There was no further comment from the Taliban on the future of its ties with the US.

“The military mission is over, a new diplomatic mission has begun,” US secretary of state Antony Blinken said in a speech, seen as the Biden administration’s first high-level response to the development.

Blinken has rolled out a seven-point plan for America’s relationship with Afghanistan that revolves around the Taliban government’s ability to deliver on an entire range of assurances; such as not allowing Afghanistan to be used by terrorists to attack the US or its allies, allowing women and girls to study and work; and letting Afghans leave the country if they have the paperwork.

A key part of this plan is the new US mission in Doha. “As of today, we suspended our diplomatic presence in Kabul and transferred our operations to Doha, Qatar, which will soon be formally notified to Congress,” Blinken said. “Given the uncertain security environment and political situation in Afghanistan, it was the prudent step to take.”

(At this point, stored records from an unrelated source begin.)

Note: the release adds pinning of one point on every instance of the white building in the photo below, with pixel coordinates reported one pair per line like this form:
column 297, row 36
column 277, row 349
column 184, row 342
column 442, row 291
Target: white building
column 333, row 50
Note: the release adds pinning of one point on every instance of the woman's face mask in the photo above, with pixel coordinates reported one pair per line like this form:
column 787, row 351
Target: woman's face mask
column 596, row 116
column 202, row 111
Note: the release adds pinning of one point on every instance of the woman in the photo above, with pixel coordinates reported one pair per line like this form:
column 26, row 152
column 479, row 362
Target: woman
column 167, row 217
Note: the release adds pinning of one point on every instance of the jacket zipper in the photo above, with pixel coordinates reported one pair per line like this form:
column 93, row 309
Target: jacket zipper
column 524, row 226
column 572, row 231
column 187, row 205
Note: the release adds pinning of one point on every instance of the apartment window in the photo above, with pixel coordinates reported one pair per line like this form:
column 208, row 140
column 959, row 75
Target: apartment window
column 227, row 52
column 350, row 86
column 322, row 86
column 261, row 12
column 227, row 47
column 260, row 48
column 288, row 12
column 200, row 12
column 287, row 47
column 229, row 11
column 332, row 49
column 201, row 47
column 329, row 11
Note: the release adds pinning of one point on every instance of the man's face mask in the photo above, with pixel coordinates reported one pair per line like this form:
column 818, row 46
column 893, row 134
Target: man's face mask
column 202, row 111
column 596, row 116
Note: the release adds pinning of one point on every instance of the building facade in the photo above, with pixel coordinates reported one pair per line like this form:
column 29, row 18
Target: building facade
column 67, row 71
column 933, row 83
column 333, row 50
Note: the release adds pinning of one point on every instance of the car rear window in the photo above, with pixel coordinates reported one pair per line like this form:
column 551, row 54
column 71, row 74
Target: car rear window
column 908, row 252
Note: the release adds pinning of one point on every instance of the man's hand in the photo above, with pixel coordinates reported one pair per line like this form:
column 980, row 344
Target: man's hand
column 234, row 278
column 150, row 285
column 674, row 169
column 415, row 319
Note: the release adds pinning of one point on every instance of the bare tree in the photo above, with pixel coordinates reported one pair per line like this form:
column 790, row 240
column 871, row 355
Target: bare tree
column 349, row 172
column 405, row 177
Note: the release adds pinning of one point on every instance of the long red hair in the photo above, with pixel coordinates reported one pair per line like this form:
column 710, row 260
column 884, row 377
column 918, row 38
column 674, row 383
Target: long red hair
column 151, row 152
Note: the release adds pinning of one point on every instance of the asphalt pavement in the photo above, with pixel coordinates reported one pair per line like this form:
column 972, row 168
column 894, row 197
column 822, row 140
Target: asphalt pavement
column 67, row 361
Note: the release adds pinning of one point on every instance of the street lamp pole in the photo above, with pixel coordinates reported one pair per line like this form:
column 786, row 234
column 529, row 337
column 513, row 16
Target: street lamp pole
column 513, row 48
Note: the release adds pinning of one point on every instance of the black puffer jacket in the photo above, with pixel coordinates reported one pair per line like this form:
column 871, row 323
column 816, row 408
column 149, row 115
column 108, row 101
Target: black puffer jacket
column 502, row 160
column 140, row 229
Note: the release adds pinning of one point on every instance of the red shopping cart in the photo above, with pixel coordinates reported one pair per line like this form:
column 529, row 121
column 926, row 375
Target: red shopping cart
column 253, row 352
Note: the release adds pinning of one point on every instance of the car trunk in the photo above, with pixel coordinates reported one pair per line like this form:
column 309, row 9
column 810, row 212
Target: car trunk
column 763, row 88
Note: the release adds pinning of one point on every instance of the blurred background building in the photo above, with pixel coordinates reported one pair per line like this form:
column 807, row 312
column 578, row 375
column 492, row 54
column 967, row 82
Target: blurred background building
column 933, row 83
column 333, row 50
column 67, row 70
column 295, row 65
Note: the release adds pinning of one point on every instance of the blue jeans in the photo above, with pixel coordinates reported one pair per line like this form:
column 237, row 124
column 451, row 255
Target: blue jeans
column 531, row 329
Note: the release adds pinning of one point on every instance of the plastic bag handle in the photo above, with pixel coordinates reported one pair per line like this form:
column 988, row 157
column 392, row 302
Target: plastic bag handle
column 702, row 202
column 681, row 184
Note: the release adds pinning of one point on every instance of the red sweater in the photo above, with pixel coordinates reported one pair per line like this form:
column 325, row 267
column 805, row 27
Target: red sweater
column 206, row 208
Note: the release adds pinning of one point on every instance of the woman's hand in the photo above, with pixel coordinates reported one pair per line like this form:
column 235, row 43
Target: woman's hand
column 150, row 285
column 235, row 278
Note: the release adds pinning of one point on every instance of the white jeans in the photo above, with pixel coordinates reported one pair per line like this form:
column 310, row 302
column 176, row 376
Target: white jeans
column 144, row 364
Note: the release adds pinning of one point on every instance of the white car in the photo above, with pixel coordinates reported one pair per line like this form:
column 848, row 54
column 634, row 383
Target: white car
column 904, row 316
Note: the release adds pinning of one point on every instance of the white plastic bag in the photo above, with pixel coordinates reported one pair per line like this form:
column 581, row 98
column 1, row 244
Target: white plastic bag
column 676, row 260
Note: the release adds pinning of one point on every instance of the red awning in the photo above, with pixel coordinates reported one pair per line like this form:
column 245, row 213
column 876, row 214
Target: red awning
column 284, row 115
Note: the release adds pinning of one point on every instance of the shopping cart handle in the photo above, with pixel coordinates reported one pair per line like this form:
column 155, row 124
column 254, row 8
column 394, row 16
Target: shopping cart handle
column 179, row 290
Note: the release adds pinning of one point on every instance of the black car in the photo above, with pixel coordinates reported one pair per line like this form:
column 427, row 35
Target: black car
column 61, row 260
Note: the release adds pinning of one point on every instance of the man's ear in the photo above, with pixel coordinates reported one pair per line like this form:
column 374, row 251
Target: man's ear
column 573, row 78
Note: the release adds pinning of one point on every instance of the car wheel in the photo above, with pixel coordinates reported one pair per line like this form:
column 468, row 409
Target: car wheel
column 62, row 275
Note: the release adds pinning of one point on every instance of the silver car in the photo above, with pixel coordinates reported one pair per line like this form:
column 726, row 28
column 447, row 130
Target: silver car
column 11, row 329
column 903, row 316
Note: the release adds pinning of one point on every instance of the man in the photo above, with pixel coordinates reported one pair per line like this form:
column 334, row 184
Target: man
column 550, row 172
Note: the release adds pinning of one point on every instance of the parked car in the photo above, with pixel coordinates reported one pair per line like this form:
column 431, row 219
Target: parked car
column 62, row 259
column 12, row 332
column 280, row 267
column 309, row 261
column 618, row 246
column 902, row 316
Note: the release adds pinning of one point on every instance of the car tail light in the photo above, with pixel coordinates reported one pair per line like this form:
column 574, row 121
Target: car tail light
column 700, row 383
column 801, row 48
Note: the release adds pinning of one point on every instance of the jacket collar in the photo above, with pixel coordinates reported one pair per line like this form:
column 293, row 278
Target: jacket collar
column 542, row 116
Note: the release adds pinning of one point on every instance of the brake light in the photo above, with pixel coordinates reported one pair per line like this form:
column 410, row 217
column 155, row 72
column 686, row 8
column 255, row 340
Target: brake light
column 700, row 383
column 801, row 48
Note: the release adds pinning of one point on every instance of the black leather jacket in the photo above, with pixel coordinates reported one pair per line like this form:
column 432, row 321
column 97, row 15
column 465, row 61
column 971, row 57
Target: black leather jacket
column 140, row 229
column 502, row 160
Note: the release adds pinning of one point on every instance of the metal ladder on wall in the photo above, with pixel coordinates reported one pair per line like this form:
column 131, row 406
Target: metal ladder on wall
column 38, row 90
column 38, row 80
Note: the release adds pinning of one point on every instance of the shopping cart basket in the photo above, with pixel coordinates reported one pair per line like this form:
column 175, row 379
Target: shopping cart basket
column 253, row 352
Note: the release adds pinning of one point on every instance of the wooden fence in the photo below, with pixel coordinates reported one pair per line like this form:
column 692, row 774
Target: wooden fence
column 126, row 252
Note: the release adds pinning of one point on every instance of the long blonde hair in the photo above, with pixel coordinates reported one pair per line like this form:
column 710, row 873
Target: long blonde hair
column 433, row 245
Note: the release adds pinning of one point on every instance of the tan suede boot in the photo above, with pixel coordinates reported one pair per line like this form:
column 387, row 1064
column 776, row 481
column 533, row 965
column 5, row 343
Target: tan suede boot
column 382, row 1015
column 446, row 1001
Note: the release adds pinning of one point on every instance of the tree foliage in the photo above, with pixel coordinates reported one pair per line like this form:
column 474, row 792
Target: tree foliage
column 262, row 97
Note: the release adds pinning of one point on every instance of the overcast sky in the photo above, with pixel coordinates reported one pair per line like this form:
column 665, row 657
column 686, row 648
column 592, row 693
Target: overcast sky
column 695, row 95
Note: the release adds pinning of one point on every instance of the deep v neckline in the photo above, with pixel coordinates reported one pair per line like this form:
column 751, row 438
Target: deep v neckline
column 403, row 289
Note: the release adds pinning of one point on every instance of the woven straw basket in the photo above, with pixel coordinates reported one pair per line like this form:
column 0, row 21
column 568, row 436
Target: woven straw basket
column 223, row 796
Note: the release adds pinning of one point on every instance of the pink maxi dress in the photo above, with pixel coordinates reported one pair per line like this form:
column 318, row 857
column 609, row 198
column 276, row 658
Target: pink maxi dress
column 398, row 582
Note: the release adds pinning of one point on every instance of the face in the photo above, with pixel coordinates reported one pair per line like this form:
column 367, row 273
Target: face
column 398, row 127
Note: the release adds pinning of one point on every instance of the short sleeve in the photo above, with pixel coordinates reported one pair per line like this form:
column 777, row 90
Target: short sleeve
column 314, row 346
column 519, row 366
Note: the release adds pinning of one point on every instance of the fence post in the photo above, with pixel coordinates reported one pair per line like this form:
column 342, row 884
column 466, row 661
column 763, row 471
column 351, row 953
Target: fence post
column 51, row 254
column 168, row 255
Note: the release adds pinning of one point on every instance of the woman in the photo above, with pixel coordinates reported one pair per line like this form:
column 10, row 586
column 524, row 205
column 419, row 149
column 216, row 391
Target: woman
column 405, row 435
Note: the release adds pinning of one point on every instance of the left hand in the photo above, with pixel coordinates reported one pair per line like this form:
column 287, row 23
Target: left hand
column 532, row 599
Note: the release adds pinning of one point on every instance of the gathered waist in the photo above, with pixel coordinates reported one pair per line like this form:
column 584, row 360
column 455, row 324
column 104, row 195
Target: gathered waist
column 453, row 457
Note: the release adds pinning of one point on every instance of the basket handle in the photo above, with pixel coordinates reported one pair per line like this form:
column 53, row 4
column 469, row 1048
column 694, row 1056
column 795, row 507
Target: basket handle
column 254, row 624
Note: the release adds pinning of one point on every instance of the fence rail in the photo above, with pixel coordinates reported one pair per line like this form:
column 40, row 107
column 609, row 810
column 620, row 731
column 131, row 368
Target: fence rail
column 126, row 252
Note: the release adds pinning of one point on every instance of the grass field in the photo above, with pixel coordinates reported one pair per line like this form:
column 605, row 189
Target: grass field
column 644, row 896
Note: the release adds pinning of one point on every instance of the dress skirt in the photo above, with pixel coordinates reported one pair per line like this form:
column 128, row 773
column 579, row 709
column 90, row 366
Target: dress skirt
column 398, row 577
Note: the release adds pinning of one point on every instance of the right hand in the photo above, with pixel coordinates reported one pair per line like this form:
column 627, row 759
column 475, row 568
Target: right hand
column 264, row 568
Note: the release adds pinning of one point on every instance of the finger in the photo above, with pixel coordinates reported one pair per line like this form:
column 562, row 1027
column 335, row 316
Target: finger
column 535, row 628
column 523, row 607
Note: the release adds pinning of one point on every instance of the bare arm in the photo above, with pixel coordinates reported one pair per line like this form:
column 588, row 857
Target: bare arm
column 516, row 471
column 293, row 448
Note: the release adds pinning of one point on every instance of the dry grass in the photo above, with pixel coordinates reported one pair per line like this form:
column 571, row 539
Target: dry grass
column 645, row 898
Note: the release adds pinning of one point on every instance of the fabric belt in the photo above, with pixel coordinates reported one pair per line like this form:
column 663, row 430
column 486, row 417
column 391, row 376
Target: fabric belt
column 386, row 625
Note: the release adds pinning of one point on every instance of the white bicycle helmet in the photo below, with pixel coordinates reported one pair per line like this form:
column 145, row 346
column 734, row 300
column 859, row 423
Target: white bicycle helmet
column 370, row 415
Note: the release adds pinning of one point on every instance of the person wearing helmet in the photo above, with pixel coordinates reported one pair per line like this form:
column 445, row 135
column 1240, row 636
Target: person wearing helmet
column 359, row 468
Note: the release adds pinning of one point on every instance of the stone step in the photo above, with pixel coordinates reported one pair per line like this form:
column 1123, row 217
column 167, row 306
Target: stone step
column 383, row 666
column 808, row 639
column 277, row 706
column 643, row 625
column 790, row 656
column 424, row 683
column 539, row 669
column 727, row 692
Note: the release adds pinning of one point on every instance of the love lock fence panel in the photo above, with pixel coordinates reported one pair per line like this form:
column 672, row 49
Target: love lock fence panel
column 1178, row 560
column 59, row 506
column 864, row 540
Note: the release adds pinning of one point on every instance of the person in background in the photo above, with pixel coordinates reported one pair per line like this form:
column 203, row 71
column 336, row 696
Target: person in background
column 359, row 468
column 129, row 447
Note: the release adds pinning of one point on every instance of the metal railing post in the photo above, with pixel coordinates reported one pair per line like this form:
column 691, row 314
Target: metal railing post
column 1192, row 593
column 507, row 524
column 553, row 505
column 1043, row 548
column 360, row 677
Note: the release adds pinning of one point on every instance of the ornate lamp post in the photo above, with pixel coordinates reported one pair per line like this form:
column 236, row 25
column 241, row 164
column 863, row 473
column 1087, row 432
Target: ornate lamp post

Combating terrorism will be an important component of the relationship. “We will stay focused on counterterrorism,” Blinken said. “The Taliban has made a commitment to prevent terrorist groups from using Afghanistan as a base for external operations that could threaten the United States, our allies, including Al-Qaeda, and the Taliban’s sworn enemy, ISIS-K. We will hold them accountable to that commitment.”